The crystals can be manually removed using adhesive tapes. However, the pain and swelling would subside slowly without treatment [7]. For those who ingested the fruits, cold liquids or demulcents can be giving and retained in the oral cavity in order to relieve the pain. Analgesics can be given if the pain is unbearable. There is however no danger of systemic oxalate poisoning as the calcium oxalate is insoluble [4].

Line drawing

No documentation.

References

  1. The Plant List.  Ver1.1. Caryota mitis Lour. [homepage on the Internet]. c2013 [updated 2012 Mar 23; cited 2016 Apr 07]. Available from: http://www.theplantlist.org/tpl1.1/record/kew-34778
  2. Hanelt P, editor. Mansfeld's encyclopedia of agricultural and horticultural crops: (except ornamentals). Berlin: Springer; 2001. p. 2787.
  3. Herbal Medicine Research Centre, Institute for Medical Research. Compendium of medicinal plants used in Malaysia. Volume 1. Kuala Lumpur: HMRC IMR, 2002; p. 151.
  4. Nelson LS, Shih RD, Balick MJ. Handbook of poisonous and injurious plants. 2nd ed. New York: Springer, 2007; p. 108-109.
  5. Quattrocchi U. CRC world dictionary of medicinal and poisonous plants: Common names, scientific names, eponyms, synonyms, and etymology.
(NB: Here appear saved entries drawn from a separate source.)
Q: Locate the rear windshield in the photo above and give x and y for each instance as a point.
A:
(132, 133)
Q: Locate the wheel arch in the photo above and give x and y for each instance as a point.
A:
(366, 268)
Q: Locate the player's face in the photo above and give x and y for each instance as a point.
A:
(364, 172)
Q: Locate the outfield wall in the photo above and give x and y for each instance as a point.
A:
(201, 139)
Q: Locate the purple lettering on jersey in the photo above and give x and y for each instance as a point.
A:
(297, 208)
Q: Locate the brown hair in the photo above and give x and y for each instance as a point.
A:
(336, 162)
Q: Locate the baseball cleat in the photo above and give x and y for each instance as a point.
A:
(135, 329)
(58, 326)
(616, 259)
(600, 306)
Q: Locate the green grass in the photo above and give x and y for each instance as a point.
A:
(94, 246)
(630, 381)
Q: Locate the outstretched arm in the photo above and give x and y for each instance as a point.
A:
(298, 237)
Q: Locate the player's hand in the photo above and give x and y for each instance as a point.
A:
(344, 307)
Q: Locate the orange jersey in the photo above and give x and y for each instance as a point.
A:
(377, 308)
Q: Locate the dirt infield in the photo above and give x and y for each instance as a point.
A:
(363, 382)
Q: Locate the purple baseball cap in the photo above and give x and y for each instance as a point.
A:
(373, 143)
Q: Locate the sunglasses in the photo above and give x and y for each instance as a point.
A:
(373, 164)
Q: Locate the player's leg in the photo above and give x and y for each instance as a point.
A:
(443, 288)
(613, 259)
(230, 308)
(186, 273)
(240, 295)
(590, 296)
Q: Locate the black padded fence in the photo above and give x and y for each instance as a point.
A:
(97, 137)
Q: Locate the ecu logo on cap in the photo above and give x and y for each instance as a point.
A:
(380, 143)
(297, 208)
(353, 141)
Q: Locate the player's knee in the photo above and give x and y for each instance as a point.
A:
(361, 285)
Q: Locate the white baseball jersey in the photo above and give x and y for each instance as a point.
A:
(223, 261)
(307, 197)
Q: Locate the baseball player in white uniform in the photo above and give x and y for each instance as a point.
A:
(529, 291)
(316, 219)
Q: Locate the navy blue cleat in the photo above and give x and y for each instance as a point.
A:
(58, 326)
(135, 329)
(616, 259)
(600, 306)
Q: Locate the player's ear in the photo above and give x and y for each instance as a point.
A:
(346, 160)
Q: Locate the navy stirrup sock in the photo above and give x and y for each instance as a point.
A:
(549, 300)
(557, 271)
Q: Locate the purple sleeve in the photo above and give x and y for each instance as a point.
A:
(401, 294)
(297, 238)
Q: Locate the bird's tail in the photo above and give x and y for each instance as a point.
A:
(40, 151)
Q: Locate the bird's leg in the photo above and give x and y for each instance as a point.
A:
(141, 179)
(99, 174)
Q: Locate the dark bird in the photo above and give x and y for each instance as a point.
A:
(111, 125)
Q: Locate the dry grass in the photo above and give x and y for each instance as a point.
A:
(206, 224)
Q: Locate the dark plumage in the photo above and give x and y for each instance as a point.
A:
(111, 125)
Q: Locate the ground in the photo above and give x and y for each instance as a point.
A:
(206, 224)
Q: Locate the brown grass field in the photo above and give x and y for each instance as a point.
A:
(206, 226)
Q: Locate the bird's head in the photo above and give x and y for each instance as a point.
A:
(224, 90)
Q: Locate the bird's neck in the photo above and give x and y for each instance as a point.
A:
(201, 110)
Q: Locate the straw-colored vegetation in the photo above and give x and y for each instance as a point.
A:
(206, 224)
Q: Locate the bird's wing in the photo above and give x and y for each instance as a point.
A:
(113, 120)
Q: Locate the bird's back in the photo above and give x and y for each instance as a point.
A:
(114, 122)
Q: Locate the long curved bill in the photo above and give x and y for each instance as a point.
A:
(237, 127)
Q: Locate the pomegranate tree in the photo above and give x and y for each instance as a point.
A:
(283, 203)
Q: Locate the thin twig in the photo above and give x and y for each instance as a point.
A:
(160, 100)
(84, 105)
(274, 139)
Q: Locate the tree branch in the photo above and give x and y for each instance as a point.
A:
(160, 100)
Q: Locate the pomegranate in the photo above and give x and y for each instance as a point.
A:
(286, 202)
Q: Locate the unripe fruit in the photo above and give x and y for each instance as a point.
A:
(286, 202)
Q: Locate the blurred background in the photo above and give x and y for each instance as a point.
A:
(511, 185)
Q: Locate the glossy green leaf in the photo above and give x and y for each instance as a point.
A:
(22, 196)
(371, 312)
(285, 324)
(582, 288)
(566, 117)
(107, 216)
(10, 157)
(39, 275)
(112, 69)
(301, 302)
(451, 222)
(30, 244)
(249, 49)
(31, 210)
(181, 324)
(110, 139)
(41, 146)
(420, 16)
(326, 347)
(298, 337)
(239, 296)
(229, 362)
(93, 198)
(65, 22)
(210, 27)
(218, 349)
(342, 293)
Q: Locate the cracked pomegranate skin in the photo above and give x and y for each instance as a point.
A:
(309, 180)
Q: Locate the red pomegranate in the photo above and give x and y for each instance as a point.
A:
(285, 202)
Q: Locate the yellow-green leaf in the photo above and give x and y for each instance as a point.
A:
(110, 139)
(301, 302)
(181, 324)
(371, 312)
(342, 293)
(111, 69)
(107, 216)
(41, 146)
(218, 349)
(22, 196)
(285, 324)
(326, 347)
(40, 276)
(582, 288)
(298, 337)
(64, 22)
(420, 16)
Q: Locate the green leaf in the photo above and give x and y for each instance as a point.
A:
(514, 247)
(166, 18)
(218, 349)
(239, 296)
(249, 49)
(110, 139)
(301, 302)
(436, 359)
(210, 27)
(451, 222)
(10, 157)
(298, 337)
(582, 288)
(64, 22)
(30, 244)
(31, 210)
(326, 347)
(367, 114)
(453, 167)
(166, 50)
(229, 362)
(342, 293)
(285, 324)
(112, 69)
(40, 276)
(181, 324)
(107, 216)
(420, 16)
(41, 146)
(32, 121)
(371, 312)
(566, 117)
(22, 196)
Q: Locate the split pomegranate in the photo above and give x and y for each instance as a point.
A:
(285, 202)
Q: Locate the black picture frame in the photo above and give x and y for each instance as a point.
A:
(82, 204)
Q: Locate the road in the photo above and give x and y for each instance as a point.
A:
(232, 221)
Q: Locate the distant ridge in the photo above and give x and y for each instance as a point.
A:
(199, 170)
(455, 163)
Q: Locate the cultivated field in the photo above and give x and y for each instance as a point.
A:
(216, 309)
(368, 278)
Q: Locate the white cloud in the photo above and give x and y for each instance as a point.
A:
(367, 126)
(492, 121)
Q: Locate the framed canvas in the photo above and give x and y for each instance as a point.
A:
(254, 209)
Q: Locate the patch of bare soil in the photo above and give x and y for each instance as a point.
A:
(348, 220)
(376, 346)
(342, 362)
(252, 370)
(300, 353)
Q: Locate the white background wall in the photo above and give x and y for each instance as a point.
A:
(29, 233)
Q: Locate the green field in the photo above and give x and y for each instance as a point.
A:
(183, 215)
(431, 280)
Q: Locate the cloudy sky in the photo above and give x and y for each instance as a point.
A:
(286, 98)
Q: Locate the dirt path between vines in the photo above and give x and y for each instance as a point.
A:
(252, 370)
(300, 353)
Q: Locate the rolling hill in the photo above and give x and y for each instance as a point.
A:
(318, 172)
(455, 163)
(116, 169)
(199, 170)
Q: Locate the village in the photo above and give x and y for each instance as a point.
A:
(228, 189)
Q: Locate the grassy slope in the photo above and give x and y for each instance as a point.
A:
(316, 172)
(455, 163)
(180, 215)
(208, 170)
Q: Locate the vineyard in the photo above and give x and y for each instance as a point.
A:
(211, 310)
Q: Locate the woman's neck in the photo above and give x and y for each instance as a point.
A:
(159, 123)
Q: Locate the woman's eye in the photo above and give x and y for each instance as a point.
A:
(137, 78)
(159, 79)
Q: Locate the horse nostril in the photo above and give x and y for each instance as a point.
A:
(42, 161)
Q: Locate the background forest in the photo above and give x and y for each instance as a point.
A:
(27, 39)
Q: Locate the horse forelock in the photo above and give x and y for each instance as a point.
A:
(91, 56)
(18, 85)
Volume II C-D. Boca Raton, Florida: CRC Press; 2012. p.135.
  6. Wiersema JH, León B. World economic plants: A standard reference. 2nd ed. Boca Raton, Florida: CRC Press, 2013; p. 148.
  7. Nellis DW. Poisonous plants and animals of Florida and the Caribbean. Sarasota, Florida: Pineapple Press, 1997; p. 151.
  8. Henderson A. Palms of Southern Asia. Princeton, New Jersey: Princeton University Press, 2009; p. 95.